When To Stain:
There are many different opinions on this subject some say wait a year other say like wait 3 weeks. There is no rule to this. If you live in a dry climate then you do not have to wait long. If it hasn’t rained after you built your deck then stain it.
Most quality deck stains have been ormulated for application soon after a deck is built. Dryness is important, especially when preparing to stain your wooden, outdoor haven. To test lumber for dryness is try putting the edge of the wood into a black garbage bag and leave it in the sun for an hour or two. Then open the bag if there is any condensation on the wood, it’s not dry enough. Another way of telling if you wood is ready for staining is to put a drop of water on a deck and it soaks up quickly into the wood then you are okay to start staining. Or you can use a moisture meter. A wood moisture meter that will tell you how much moisture is in the wood. 19% or less of moisture content is okay for staining.

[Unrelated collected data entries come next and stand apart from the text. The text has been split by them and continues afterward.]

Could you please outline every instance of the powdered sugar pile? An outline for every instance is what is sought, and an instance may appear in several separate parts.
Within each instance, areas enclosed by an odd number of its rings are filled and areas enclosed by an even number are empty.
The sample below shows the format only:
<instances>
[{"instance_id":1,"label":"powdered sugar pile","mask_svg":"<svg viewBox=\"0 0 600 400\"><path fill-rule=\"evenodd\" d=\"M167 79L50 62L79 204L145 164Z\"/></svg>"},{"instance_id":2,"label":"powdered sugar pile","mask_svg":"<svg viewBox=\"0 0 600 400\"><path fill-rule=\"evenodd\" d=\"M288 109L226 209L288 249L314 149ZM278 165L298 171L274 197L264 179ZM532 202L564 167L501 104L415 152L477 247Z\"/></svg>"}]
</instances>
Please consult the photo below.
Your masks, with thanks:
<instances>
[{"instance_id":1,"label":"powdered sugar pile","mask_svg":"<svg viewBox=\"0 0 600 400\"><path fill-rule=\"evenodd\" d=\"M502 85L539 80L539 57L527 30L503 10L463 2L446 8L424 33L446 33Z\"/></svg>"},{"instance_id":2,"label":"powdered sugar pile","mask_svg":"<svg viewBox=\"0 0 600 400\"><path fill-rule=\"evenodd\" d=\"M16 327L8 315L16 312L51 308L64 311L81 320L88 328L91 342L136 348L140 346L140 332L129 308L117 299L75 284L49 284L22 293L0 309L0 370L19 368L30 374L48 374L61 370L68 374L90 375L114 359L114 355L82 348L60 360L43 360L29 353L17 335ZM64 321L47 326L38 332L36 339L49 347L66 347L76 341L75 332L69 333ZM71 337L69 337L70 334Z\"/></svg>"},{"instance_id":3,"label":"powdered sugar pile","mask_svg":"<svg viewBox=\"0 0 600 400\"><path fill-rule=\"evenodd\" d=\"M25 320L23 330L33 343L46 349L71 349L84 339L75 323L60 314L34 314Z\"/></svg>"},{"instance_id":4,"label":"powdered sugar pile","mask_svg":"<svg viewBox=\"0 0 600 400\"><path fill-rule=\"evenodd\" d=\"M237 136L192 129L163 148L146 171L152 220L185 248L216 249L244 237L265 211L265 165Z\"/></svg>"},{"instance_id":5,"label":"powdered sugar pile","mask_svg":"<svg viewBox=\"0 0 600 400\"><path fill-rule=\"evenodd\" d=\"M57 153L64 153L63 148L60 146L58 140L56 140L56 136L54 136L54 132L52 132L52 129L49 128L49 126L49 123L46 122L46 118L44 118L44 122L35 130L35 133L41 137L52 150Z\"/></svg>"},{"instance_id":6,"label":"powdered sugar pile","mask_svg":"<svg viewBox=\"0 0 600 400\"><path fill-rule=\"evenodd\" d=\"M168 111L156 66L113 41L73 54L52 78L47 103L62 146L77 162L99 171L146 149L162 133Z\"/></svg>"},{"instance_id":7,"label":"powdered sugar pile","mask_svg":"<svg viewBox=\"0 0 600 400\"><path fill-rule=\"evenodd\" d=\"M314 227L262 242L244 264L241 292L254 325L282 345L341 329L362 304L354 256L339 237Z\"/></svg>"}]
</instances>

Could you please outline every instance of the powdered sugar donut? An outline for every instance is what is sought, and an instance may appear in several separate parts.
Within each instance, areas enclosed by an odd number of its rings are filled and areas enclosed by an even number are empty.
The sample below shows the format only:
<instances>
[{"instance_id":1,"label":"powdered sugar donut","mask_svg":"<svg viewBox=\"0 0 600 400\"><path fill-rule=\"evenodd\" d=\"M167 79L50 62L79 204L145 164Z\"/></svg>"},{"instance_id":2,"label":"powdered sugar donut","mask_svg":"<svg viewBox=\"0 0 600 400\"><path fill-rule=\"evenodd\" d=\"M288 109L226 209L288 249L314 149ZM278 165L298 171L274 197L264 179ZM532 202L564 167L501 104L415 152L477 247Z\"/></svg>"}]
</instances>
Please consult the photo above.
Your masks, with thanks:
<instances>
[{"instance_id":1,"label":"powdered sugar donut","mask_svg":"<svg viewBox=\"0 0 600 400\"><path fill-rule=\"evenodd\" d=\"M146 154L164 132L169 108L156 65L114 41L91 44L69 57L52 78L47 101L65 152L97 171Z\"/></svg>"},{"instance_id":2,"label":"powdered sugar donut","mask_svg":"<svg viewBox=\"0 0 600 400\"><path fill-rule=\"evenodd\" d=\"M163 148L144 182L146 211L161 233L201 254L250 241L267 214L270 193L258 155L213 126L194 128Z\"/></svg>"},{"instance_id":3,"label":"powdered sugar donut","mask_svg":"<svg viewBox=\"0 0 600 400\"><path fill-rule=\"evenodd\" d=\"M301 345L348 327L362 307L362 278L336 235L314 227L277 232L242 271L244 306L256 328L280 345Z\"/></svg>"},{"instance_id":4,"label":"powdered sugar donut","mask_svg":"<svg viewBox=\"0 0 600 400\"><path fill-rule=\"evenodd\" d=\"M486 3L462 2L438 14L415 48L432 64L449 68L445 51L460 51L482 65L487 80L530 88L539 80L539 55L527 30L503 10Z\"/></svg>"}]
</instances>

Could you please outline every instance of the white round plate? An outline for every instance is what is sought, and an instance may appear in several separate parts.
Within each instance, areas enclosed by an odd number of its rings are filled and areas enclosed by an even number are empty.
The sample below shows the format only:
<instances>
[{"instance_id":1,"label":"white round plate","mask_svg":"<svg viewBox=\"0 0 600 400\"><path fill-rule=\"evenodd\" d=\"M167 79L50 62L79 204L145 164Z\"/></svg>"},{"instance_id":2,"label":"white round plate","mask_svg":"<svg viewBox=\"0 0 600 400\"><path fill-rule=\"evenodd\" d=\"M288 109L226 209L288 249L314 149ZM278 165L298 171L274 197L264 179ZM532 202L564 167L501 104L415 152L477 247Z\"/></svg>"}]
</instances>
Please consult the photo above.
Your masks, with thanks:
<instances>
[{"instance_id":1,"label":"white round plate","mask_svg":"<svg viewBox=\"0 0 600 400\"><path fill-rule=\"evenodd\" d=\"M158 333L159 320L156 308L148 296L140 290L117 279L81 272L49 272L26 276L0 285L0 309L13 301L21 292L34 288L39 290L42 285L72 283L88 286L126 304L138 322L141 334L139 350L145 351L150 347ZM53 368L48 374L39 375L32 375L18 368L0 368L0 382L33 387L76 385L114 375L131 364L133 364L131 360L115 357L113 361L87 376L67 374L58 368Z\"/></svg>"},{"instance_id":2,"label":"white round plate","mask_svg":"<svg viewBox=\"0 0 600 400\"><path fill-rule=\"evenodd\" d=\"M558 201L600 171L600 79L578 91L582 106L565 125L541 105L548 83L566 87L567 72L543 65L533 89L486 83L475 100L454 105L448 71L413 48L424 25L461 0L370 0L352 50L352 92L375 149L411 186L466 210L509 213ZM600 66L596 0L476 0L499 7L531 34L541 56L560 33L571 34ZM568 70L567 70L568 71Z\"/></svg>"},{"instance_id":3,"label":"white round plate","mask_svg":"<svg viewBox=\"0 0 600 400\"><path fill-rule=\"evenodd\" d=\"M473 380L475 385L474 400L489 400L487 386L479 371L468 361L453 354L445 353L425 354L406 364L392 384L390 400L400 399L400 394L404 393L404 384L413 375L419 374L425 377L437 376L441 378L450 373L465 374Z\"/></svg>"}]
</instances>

Cleaning dirt, grime and graying that the sun’s UV rays have caused will help stain adhere to wood fibers and, depending on the wood and stain you choose, allow the grain to shine through. This may require some pressure washing, or even some scrubbing, before staining.
A stain that penetrates wood rather than coating it will protect against flaking and better waterproof. This may mean using an oil-based stain, rather than latex.
Once it starts flaking, you’re in trouble, as that comes from moisture — you have to keep it sealed, if there is any condensation on the wood, it’s not dry enough — it’s got to be clean and dry to stain it.
If you already stained your deck a year or two ago, but it needs a refresher coat, stick to the same type as you first treated it with.
Applying two different stains is a problem, for example, an oil and a latex product.
Making sure mill glaze is cleaned off before staining is important, too, because it prevents the wood from absorbing anything.